2 performance questions

  1. Is it in general better (faster) to use the fixed function pipe (if possible), or can i simply use vertex-shaders for everything? I´ve heard Radeons implement the fixed pipe through their vertex-shaders, so using your own simple vertex-shader might even speed that up, no?

  2. At the moment my portal-engine puts all data in one big VBO, binds it once and renders from that buffer all the time.
    Are drivers able to speed rendering up, if i create own buffer per sector and therefore bind much smaller buffers, although i have to switch the bound buffer frequently?

Thanks,
Jan.

  1. Dunno. If you have the cards, you can benchmark it
    If you’re not pushing insane amounts of polygons, I’d prefer vertex programs for everything. Much easier to maintain IMO. I also seem to remember ATI reps stating that switching between fixed function and vertex programs is rather expensive.

  2. I’d imagine that the driver’s VBO memory management (in particular BufferData, BufferSubData and the locking stuff) can be made more efficient if you have multiple smaller VBOs instead of a single big one.

For #1, if you wont be doing anything custom with the vertices, you can use the hint (ARB_position_invarient?? look it up)

In principal, it should tell the card to the use the fixed function circuits and maybe you’ll get a speed up.

I see a lot of people doing

DP4 oPos.x, m[0], iPos;
DP4 oPos.y, m[1], iPos;
DP4 oPos.z, m[2], iPos;
DP4 oPos.w, m[3], iPos;

for no reason.

Yeah, i use ARB_position_invarient, it´s necessary for multipass stuff and it less code to write :wink:

@zeckensack:
Can´t benchmark it, don´t got a Radeon :frowning:
Yes, i asked, because it´s easier for me to simply use vertex-programs for everything, therefore i was wondering if it would be worth it to change some code to used the fixed pipe.

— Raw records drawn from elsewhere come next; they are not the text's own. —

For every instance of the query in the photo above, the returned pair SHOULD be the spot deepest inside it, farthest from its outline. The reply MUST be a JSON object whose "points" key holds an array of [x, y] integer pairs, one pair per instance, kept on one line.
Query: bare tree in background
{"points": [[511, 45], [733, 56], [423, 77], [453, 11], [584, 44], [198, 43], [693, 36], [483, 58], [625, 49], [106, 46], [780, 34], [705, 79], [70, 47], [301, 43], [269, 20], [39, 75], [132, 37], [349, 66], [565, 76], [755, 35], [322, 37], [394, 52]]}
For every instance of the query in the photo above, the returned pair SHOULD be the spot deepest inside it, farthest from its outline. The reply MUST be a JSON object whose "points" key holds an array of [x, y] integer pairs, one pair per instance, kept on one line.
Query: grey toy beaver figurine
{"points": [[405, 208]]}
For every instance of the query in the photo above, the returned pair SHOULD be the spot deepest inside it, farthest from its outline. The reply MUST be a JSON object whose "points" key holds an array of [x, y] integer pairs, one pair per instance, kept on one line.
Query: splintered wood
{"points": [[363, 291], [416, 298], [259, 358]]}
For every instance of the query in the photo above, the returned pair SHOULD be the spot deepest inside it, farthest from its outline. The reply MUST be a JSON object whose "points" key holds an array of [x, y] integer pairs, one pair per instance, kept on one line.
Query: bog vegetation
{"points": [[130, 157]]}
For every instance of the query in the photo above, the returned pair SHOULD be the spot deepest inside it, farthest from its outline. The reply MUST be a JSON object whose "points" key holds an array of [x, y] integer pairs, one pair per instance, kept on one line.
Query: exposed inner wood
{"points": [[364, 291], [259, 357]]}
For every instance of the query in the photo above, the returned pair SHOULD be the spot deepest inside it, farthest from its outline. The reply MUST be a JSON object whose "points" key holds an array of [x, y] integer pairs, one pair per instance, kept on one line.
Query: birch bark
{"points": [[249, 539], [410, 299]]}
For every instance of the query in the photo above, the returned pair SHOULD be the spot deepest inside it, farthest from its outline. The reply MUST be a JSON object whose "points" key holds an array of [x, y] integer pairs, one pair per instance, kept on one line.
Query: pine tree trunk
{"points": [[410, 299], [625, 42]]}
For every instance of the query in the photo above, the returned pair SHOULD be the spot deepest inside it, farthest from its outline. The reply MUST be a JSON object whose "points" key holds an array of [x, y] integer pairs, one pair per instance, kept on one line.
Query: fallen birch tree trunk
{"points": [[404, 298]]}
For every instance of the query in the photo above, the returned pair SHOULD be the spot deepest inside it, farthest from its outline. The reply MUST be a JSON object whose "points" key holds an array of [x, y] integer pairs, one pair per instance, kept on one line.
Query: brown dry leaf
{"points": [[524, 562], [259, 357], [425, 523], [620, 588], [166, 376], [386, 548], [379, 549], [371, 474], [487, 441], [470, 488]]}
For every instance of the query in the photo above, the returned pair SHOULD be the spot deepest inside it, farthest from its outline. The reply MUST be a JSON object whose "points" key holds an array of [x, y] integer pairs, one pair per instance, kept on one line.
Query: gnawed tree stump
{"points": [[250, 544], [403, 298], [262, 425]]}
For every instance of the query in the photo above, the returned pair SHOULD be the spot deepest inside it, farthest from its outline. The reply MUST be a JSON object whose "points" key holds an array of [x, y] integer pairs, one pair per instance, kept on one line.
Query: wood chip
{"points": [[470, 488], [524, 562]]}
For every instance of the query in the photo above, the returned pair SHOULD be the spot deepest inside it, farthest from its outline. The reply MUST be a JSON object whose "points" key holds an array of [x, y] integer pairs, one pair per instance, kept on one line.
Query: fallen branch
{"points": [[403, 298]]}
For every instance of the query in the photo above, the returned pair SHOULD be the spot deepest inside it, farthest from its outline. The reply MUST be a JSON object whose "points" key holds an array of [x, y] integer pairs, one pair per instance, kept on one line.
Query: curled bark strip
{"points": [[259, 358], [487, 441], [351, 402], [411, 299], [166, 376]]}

Hm, will have to try that out with several VBO´s for each sector, hope that gives me a speed-up.

Thanks,
Jan.

Originally posted by Jan2000:
@zeckensack:
Can´t benchmark it, don´t got a Radeon :frowning:
Yes, i asked, because it´s easier for me to simply use vertex-programs for everything, therefore i was wondering if it would be worth it to change some code to used the fixed pipe.
Well, I kinda dropped you a hint: it won’t matter at all if you’re not transform limited. Fixed/VP switching will then be the only thing you have to worry about.

Hm, will have to try that out with several VBO´s for each sector, hope that gives me a speed-up.
If you’re doing what I think you’re doing (static geometry), there’s not much point in splitting it up.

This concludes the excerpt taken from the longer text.